Who knew? Penguins are made of black olives, cream cheese
and carrots. And they sometimes wear
stylish green onion scarves.
Black Olive Penguins are always the stars of the party, picnic or barbecue. (Sometimes, when they get too conceited about their stardom, I have to remind them that they are but three simple ingredients, and that even a child can make penguins. Of course, they always come back with "Not unless Mom cuts the carrots!"
It's not pretty, but I have to admit that the penguins are irresistible, even when they argue with me.)
Canned olives come in several sizes: small, medium, large,
extra-large, and... wait for it... colossal. You'll need colossal size for the
body, medium for the head. This recipe makes about 30 penguins, however many usable
"colossal" olives you find in 2 cans. It varies.
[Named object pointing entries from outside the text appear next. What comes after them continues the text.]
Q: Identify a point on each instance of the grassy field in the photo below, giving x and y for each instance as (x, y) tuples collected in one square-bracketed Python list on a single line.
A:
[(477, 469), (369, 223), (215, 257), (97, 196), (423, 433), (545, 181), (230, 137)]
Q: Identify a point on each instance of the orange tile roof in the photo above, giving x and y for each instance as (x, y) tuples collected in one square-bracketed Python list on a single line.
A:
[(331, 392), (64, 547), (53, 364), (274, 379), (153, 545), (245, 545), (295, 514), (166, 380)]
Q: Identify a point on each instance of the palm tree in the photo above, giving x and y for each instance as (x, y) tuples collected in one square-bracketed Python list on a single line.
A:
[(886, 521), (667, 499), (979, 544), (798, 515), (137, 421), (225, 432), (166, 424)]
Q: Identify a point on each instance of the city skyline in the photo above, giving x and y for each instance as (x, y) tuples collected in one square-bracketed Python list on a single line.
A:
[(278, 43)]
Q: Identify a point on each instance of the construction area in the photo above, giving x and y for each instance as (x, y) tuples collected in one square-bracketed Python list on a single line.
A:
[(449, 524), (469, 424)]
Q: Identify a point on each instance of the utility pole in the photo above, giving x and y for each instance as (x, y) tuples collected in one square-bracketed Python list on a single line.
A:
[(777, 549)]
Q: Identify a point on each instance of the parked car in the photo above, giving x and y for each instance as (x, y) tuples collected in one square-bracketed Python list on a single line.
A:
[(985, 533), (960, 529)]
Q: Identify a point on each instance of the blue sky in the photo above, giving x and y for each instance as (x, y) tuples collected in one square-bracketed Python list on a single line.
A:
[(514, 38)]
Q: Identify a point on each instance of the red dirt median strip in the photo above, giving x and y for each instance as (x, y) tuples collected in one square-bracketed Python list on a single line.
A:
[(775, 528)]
Note: Before you begin to assemble the olive penguins, study the olives. Notice that each has a large hole on one end and an "X" in the other. I know you know that, but now it's important, for assembling the penguins correctly.
1 6-ounce can medium pitted black olives
2 6-ounce cans colossal pitted black olives
3 or 4 carrots, peeled
1 8-ounce pkg. cream cheese, well-softened
Green onions for scarves, optional
Anatomy of a Penguin
Drain the olives well and set them on paper toweling.
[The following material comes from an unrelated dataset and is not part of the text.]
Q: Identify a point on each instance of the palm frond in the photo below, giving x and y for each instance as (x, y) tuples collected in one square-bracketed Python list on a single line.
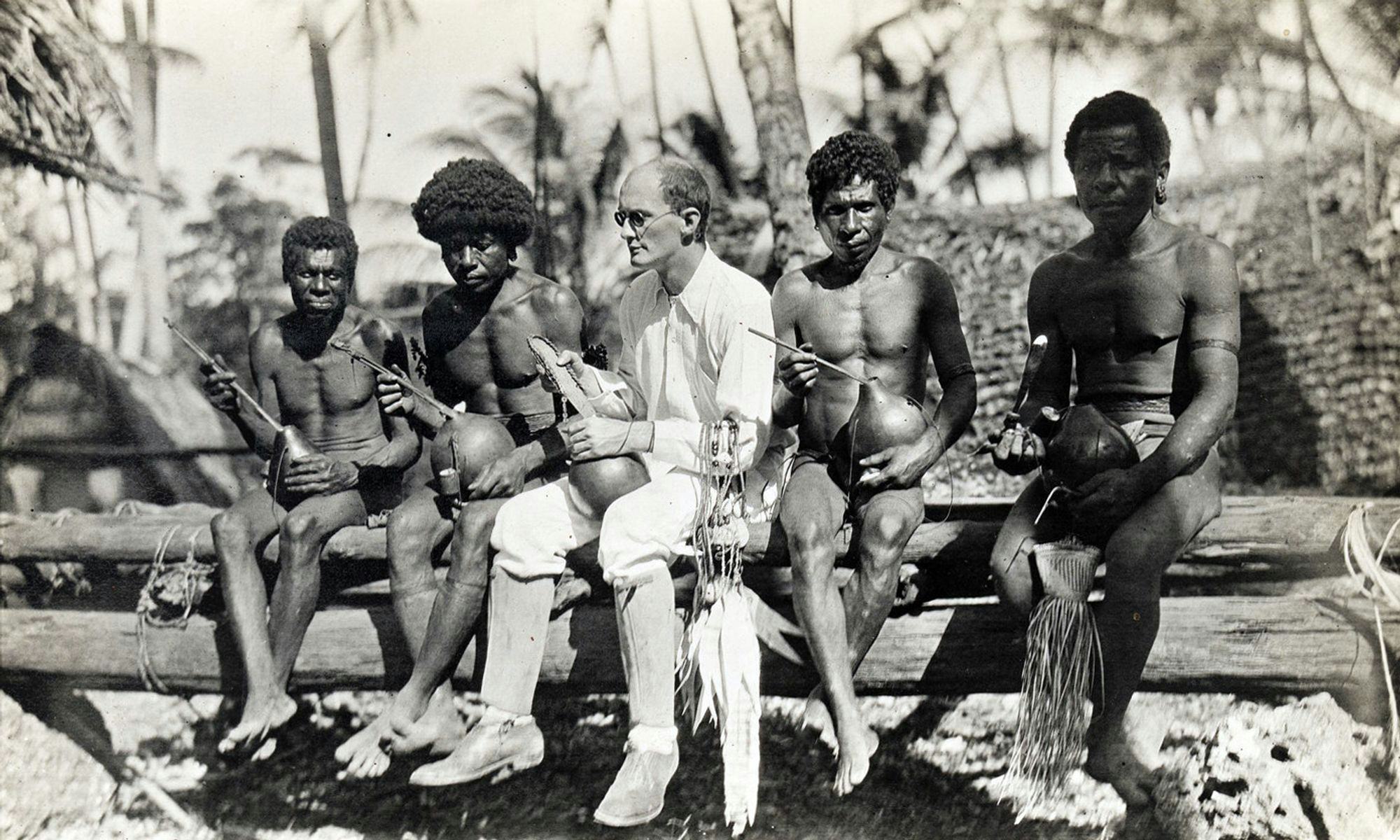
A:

Thin-slice the upper portions of the carrots; slices about
as thick as 2 quarters and only slightly larger around than the body-olives look best. Now cut a small wedge out of the
carrot slices. The wedges become the beaks
and what remains are the feet.
Slice open one side of the colossal olives, the long way, end to end. Fill the olives full with cream cheese, creating a long, wide white stripe or chest. Wipe away any cream cheese on the outside so that there is a nice, clean "stripe."
Place the filled olives, big hole side down, on the carrot
slices, centering the chest over the point of the wedge. Secure the 2 pieces
with toothpicks through the top.
Insert the beaks, (carrot wedges) pointed end first, through
the big hole of the smaller olives until they protrude through the "X."
I find that using tweezers or the blunt end of a skewer works well. Attach the heads to the bodies via the toothpicks
already in place, beak end forward, big hole in the back.
For the scarves,
slice off the long green parts of the green onions, half as many as scarves you
would like to use. Dip the onions in simmering water for a few seconds to make
them brighter and more pliable. Dry them, cut them in half lengthwise, and tie
them onto the necks of the penguins.
If you like, you can create a fringe effect by making several 1/4-inch scissor
cuts on the ends of the scarves.
Cover well with plastic wrap and refrigerate. They will keep that way for a day or so.